Vegan chocolate chip cookies

Earlier this summer I was asked to provide a vegan dessert for a party. I already had some homemade sorbet on hand — I’ll post about that at another time — but I wanted something more traditionally sweet as well. So I searched for some recipes and found this list of Oh She Glows’ top 21 vegan desserts of 2011, and on it found this recipe for vegan chocolate chip cookies, and so I tried it.


This particular recipe is a pretty simple substitution project: replace the butter with a vegan spread, replace the eggs with flaxseed and water, and make sure the chocolate chips don’t have dairy.


I was grateful for that because I was searching at the last minute (how unlike me, I know) and didn’t want to have to traipse all over town looking for unusual ingredients. I did stop at our neighborhood health food store because I knew the non-dairy butter selection at our regular grocery can be iffy, but most grocery stores should easily have ground flaxseed and non-dairy spread.  If your grocery doesn’t have refrigerator space for the ground flaxseed, it still may have a regular display of Bob’s Red Mill with the whole seeds, which you can then pulverize in a food processor or clean coffee grinder. (If your grocery store stocks ground flaxseed at room temperature, shop somewhere else.)


As for the chocolate, semisweet chocolate chips should be made without dairy, or you can get a fancy high-cocoa chocolate bar without dairy and chunk it up. Check the ingredient list. I used Trader Joe’s semisweet chips.

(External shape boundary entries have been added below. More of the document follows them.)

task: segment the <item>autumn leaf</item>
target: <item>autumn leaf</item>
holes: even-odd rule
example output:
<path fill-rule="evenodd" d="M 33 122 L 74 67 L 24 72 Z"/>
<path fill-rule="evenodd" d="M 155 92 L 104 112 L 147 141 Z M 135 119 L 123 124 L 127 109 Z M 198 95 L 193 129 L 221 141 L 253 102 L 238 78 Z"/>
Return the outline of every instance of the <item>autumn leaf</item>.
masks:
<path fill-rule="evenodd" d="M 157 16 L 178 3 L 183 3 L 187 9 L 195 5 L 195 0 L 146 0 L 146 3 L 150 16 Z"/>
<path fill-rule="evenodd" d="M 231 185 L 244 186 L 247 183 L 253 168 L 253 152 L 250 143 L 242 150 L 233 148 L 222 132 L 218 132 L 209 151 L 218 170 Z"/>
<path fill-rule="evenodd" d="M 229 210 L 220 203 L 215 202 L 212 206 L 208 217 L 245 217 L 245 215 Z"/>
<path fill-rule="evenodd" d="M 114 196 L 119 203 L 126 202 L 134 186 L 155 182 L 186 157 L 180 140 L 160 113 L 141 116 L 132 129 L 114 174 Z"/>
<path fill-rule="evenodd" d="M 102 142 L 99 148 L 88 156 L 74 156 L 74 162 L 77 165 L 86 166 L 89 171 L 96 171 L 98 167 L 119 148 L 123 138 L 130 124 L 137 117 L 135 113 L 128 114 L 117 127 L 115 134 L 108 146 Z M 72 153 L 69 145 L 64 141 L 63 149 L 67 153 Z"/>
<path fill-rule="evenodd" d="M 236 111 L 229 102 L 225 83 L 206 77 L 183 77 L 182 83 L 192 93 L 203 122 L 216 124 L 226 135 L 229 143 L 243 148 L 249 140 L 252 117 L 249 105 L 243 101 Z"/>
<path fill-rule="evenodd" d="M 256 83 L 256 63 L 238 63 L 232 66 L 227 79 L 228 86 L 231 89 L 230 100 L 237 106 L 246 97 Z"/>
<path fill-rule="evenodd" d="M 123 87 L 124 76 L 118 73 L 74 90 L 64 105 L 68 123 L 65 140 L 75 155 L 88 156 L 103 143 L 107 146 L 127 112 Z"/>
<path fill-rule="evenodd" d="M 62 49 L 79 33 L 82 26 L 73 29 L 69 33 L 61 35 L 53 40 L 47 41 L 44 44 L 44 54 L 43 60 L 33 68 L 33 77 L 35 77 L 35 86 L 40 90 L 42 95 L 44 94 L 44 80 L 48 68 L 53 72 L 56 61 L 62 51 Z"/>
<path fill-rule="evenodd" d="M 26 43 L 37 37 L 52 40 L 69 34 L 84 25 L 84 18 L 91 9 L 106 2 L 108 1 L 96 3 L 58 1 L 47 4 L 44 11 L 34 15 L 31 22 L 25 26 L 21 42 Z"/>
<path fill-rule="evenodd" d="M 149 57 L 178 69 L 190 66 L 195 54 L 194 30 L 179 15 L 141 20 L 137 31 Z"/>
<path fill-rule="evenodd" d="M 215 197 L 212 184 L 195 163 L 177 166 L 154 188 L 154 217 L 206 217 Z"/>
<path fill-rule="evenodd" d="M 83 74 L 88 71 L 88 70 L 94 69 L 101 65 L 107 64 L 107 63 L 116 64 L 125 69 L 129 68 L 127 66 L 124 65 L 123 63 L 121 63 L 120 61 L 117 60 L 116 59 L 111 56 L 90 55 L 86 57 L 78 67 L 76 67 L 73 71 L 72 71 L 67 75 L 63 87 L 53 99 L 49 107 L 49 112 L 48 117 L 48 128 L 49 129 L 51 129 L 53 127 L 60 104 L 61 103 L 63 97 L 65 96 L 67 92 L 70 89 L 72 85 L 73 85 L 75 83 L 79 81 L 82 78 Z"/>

If you’re experienced with baking chocolate chip cookies, this one will be easy as pie. The only variation in technique from the regular recipe is for the flaxseed egg. In a cookie, eggs provide binding and texture as well as supporting the leavening provided by the salt and soda. The flaxseed substitution — 1 tablespoon of ground flaxseed plus 3 tablespoons of water to make 1 egg equivalent — provides excellent binding and just a tad less leavening, which means that your cookies will sink a wee bit more as they cool than the non-vegan kind will. This is not a bad thing by any means.


The cookies were a big hit at the party. I want to make them again but I think next time I’ll cut the cinnamon and bump up the vanilla. The cinnamon, I think, is intended to help mask the absence of a strong buttery taste, but it was a little more cinnamon than I wanted; I think vanilla will fill that hole nicely. I could add a drop of almond extract too, though not more — a little of that goes a very long way.


So I heartily encourage you to surprise the vegans in your life with fresh-baked cookies. And at some point, perhaps closer to the holidays, I plan to build on this to see if I can make vegan Igor Bars.